Writing a recursive function in R - or, tweets on tweets

2020/02/07

Background

Recursion has been a topic I’ve heard about, and even read about it, but have never used. Recently, I was analyzing data for the Next Generation Science Standards hashtag on Twitter, and was puzzled to find that some of the Tweets I had accessed were replies to Tweets which were themselves not in the data set.

Fortunately, the rtweet R package returns data on which Tweet a reply is to; using these, it is possible (using rtweet) to access the original Tweet.

But, this raises an issue: What if the Tweet a reply is to is itself a reply (to another Tweet)? This problem starts to become a little complex. The solution I had tried was to use a while loop; this worked basically fine, but I sensed there might be a better way. I talked this through with a student, and determined to see whether I could get it to work this way.

This post represents my attempt to write a recursive function - one that involves calling itself.

Twitter Data

First, let’s access the data. I use rtweet to access 1,000 recent Tweets with the #rstats hashtag.

library(rtweet)

d <- search_tweets("#rstats", n = 1000)

Writing a recursive function

Here is my attempt at writing a recursive function; it takes one argument, statuses, which is the status ids for the Tweets a reply is to; the reply_to_status_id column in the data collected from rtweet.

get_replies_recursive <- function(statuses, existing_data = NULL) {
  statuses <- statuses[!is.na(statuses)] # this line removes the NAs, which are very common because most Tweets are not replies
  new_data <- lookup_statuses(statuses)
  
  print(paste0("Accessed ", nrow(new_data), " new Tweets"))
  
  new_statuses <- new_data$reply_to_status_id[!is.na(new_data$reply_to_status_id)]
  
  if (is.null(existing_data)) {
    out_data <- new_data
  } else {
    out_data <- rbind(new_data, existing_data)
  }
  
  if (length(new_statuses) > 0) {
    # this is the key line where the function calls itself, but passing new statuses
    get_replies_recursive(new_statuses, existing_data = out_data)
  } else {
    print(paste0("Accessed ", nrow(out_data), " new Tweets in total"))
    return(out_data)
  }
}

Using the function

Using it is simple; you just pass the variable for the status ids for the Tweets a reply is to.
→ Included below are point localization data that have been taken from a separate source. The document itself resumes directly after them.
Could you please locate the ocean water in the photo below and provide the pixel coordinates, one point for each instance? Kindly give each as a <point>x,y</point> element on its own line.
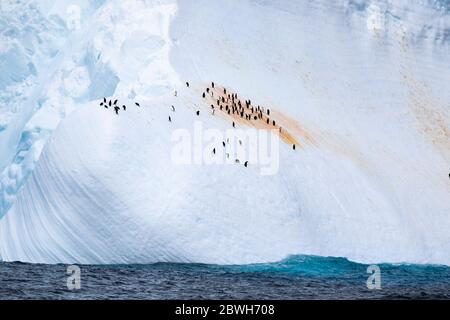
<point>298,277</point>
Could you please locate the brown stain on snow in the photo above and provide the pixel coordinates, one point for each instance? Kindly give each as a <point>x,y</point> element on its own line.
<point>288,129</point>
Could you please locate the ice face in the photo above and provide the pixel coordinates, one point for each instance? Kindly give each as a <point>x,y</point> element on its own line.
<point>366,80</point>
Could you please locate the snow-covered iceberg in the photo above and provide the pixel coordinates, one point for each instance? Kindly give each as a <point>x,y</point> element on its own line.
<point>364,84</point>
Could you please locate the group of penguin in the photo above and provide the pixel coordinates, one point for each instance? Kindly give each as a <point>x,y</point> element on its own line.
<point>232,105</point>
<point>113,104</point>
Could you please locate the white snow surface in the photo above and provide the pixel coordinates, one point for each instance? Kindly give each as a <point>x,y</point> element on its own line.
<point>367,79</point>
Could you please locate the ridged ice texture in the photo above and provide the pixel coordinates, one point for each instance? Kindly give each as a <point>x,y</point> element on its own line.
<point>368,80</point>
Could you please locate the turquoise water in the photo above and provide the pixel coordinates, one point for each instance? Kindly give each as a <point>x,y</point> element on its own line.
<point>298,277</point>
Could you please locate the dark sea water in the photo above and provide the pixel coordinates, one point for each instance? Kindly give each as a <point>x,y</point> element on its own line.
<point>298,277</point>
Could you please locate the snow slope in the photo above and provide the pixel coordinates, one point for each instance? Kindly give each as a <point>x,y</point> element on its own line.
<point>366,80</point>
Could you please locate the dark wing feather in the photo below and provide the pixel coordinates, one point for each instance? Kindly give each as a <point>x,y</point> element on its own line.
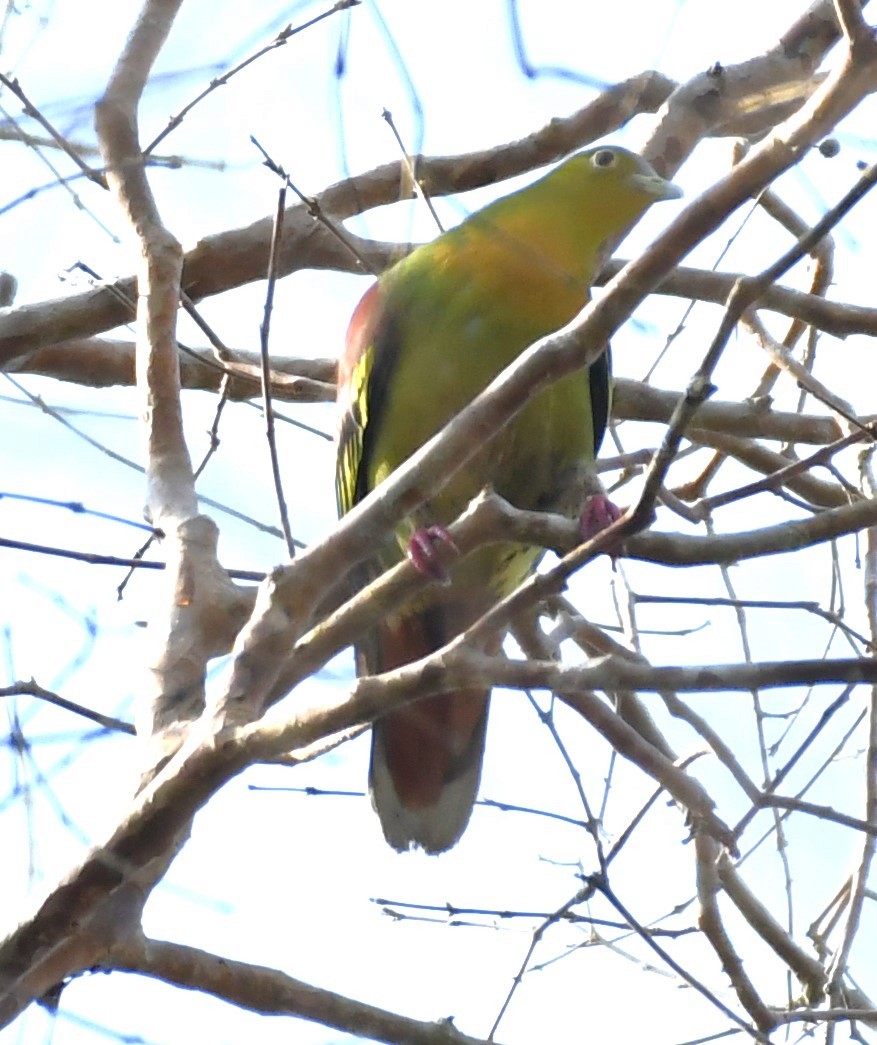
<point>365,373</point>
<point>599,377</point>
new_replies <- get_replies_recursive(d$reply_to_status_id)
## [1] "Accessed 17 new Tweets"
## [1] "Accessed 4 new Tweets"
## [1] "Accessed 4 new Tweets"
## [1] "Accessed 3 new Tweets"
## [1] "Accessed 1 new Tweets"
## [1] "Accessed 1 new Tweets"
## [1] "Accessed 1 new Tweets"
## [1] "Accessed 31 new Tweets in total"

fin

I’m unsure exactly how much more better (clear, efficient) using recursion is here, compared to the former approach I tried; I think this code is a bit simpler. I am also unsure how generally useful recursion is in real-life programming. Lastly, I’m not sure I did this quite right; I went down a bit of a recursive rabbit holem and the part that is most unusual to me is that the result is something like iteration, arrived at a different way. But, this seemed to work, and I welcome any feedback about it.